The 2021 Tokyo Olympics is very much under way, with a significant amount of sporting drama in the stadia and outdoor venues. Japan has been enthusiastic to introduce novel technologies and innovations to deliver the Olympic experience globally. NTT Docomo has stepped up to the plate with immersive Extended Reality (XR) experiences for those audience members that are able to attend the games. XR encapsulates Virtual Reality, where the end-user is fully immersed in the virtual world. Augmented Reality (AR) allows end-users to view and interact with their real environment through digital images (in 2D and 3D) are embedded into the perceived physical environment.

At the Tokyo Aquatics Centre, NTT Docomo had set up an XR immersive arena. Swimming fans have been provided with wearable devices which display detailed race information in real time. The visual and audio connectivity for the XR handsets were supported by 5G. NTT Docomo has been setting up a number of immersive XR experiences to engage not just sports fans but also local tourists and gamers.

  • XR City Shinjuku” offers XR vignettes of the historical, business, and entertainment district, Shinjuku, in Tokyo. In “XR Wonder Park” XR users could weave their way through visuals and immersive interactions that dot the Shinjuku landscape.
  • Another example is “codename: WIZARD”, where end-users experience XR through a game simulation where they play and interact as a novice wizard/witch.

While NTT Docomo is actively supporting the Japanese Olympics, their investments in XR go beyond the timeline of the Tokyo Olympics.

Partnerships Key to XR Success


XR is rapidly evolving and has potential to transform the audio-visual industry and how we experience and consume digital and visual content. XR does require not just creativity but also expertise and investment. NTT Docomo has set up its own “Docomo XR Studio” in January 2021 to develop volumetric XR video. To bring XR to reality, NTT Docomo needed a number of partners, from hardware to software.

NTT Docomo has prominently positioned Magic Leap’s XR solution for its XR customers, but end users can also purchase or rent XR devices from HTC (Vive), Pico, and Oculus (Quest). NTT Docomo invested US$280 million in Magic Leap to develop AR technology and integrate 5G connectivity.

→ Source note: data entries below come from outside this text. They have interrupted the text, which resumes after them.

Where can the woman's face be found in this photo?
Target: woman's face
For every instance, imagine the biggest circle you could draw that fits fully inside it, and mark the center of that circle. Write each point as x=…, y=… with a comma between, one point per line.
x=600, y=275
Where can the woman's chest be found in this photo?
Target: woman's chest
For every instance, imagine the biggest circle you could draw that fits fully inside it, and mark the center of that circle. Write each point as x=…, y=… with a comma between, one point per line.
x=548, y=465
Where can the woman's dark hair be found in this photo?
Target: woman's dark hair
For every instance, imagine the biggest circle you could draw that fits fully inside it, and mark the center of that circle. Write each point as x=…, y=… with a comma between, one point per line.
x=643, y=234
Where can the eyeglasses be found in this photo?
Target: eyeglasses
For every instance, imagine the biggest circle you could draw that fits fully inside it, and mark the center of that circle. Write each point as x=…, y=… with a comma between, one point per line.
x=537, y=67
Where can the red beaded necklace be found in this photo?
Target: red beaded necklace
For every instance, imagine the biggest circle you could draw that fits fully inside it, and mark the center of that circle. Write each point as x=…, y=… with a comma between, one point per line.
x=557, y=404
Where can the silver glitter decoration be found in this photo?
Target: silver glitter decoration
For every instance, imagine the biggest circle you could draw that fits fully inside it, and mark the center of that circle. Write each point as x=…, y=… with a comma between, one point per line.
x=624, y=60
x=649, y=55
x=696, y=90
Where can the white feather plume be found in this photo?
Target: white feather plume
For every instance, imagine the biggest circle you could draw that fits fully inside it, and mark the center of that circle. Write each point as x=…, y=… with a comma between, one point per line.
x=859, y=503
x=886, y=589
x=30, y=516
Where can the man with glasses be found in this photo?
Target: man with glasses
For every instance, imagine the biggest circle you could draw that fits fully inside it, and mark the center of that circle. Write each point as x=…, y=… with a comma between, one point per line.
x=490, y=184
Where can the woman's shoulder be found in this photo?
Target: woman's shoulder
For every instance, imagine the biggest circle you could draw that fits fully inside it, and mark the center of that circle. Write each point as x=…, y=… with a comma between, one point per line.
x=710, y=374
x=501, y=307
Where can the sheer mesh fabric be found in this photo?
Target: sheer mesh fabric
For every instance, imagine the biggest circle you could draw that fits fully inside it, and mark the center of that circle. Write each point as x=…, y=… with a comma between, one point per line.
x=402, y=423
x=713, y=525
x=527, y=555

Magic Leap headsets cost around US$2,300 but end-users can rent the Magic Leap 1 from Kikito (in Japan) for 8-days at US$240. The Oculus Quest 2 can be rented for US$90 for a 30-day period.

In addition to the XR end user hardware, NTT Docomo needed a number of video capture, software development, and editing partners:

  • Israeli startup TetaVi, which provided volumetric video capture expertise.
  • Israeli firm Mantis Vision, who provided static and hand portable 3D sensing equipment.
  • In May 2021, NTT Docomo Ventures invested in US’s Arcturus Studios which provided volumetric video editing tools and streaming playback technology.

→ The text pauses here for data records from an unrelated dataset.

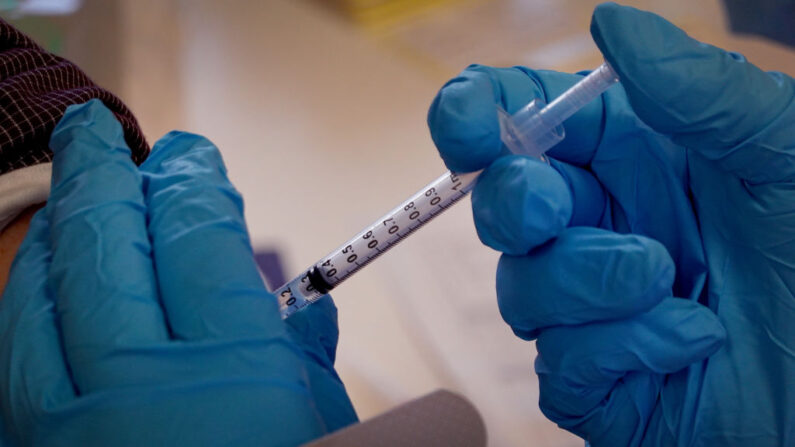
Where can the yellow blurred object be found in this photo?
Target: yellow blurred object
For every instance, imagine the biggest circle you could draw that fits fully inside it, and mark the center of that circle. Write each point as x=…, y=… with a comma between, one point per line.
x=379, y=14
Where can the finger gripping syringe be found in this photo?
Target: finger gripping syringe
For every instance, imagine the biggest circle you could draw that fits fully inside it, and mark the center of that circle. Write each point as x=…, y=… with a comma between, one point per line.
x=530, y=131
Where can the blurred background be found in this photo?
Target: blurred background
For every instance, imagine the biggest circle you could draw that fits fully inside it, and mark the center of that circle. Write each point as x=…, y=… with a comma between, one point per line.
x=319, y=109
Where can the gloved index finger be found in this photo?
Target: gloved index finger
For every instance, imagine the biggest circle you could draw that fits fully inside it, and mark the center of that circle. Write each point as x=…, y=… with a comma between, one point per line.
x=463, y=116
x=708, y=99
x=210, y=284
x=102, y=273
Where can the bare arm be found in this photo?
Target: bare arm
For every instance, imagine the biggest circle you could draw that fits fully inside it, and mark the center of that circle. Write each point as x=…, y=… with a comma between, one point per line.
x=10, y=238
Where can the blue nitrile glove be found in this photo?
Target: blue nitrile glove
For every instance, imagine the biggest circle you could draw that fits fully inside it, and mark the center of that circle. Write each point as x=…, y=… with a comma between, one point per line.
x=654, y=261
x=135, y=316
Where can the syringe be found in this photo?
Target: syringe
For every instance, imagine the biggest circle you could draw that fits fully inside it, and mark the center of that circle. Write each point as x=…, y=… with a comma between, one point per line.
x=530, y=131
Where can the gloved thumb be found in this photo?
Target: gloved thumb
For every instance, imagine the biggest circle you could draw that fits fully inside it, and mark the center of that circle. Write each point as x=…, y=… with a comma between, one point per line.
x=707, y=99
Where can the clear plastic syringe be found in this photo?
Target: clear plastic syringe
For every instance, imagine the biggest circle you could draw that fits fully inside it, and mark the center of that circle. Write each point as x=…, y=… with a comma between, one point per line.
x=530, y=131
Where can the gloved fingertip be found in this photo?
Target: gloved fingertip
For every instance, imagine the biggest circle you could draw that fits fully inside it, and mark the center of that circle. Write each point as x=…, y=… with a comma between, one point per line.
x=175, y=144
x=463, y=122
x=519, y=203
x=88, y=120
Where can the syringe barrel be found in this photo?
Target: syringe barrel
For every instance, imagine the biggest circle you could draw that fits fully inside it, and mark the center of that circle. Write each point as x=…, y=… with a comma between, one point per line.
x=575, y=98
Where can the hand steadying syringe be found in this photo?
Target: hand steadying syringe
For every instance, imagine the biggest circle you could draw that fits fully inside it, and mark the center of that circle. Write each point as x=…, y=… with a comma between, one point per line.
x=531, y=131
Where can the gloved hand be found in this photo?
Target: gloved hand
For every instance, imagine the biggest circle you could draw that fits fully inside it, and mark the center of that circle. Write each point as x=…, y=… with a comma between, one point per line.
x=654, y=261
x=134, y=313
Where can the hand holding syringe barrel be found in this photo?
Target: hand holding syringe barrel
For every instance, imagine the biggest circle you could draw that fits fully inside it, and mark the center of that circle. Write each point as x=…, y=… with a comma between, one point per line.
x=530, y=131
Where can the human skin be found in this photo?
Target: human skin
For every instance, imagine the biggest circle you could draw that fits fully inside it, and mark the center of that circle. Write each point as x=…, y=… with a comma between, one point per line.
x=10, y=239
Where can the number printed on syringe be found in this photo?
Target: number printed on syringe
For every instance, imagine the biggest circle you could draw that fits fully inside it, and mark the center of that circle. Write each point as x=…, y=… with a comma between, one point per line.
x=375, y=240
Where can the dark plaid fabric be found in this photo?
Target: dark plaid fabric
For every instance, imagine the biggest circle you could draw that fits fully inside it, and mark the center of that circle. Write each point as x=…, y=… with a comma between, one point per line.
x=35, y=89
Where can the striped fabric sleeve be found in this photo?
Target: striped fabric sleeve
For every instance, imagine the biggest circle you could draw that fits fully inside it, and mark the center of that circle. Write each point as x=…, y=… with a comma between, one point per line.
x=35, y=89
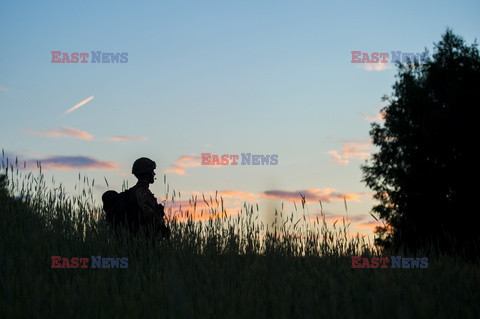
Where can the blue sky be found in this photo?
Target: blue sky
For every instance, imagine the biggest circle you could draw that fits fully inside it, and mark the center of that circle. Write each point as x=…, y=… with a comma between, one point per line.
x=266, y=77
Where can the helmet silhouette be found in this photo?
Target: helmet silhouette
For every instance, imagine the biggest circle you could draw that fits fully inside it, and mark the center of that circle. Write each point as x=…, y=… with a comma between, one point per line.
x=143, y=165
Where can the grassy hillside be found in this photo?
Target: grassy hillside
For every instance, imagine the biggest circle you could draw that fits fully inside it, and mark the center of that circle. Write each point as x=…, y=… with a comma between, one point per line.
x=225, y=268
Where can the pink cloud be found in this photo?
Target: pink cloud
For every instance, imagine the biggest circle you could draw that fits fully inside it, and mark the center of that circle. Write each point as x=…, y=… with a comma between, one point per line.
x=184, y=162
x=351, y=151
x=63, y=132
x=377, y=67
x=314, y=194
x=379, y=117
x=75, y=162
x=122, y=138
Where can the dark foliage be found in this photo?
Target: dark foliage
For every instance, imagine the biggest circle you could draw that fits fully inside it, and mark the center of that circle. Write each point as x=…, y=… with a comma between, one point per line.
x=423, y=169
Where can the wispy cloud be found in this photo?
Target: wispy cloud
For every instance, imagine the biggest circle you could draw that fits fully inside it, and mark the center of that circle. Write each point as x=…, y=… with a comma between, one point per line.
x=377, y=67
x=351, y=151
x=75, y=162
x=184, y=162
x=379, y=117
x=123, y=138
x=63, y=132
x=313, y=195
x=80, y=104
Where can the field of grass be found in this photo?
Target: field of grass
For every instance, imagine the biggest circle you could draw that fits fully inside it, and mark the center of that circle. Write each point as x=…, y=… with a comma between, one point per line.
x=225, y=267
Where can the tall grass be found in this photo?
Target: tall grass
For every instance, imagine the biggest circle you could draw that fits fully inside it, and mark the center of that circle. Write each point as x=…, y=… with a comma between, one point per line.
x=221, y=266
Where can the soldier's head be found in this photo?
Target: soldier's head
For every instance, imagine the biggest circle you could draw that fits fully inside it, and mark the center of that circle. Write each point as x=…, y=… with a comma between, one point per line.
x=143, y=169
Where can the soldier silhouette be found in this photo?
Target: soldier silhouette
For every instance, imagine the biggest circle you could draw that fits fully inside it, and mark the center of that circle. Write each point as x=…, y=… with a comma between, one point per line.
x=148, y=215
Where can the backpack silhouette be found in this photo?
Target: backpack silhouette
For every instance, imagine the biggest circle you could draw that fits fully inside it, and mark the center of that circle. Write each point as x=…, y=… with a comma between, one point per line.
x=121, y=209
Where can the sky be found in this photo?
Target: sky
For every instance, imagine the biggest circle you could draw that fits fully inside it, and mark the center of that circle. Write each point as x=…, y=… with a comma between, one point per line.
x=218, y=77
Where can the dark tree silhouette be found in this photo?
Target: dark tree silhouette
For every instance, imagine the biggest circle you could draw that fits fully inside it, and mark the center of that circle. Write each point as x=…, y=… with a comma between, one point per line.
x=424, y=173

Interest in XR Grows in Asia


Will NTT Docomo’s investment and commitment to XR help boost 5G adoption? NTT Docomo believes it will. The operator is aiming for 10 million 5G subs by March 2022. At the end of March 2021, it had 3.1 million. The operator is also expecting its 5G initiatives, of which XR is an integral part, to will see a lift in overall revenue of US$580 million in the same timeframe.

NTT Docomo is not the only Asian operator to investment substantially in XR. LG U+, in Korea, is also investing in XR. LG U+ has collaborated with Playlist, a South Korean web drama maker, to produce a 3D, 8K, VR digital drama (“Re-Feel:If Only”) in 2021. Furthermore, LG U+ launched a virtual exhibition on U+VR that highlights a South Korean and Chinese boy band, “EXO”. LG U+ has organized an ‘online exhibition hall’ service that virtually presents a number of entertainment artists that belong to the highly successful Korean entertainment firm, “SM Entertainment”. The content can be viewed using LG U+’s AR glasses, “U+ Real Glass” which is supplied by Chinese manufacturer, Nreal.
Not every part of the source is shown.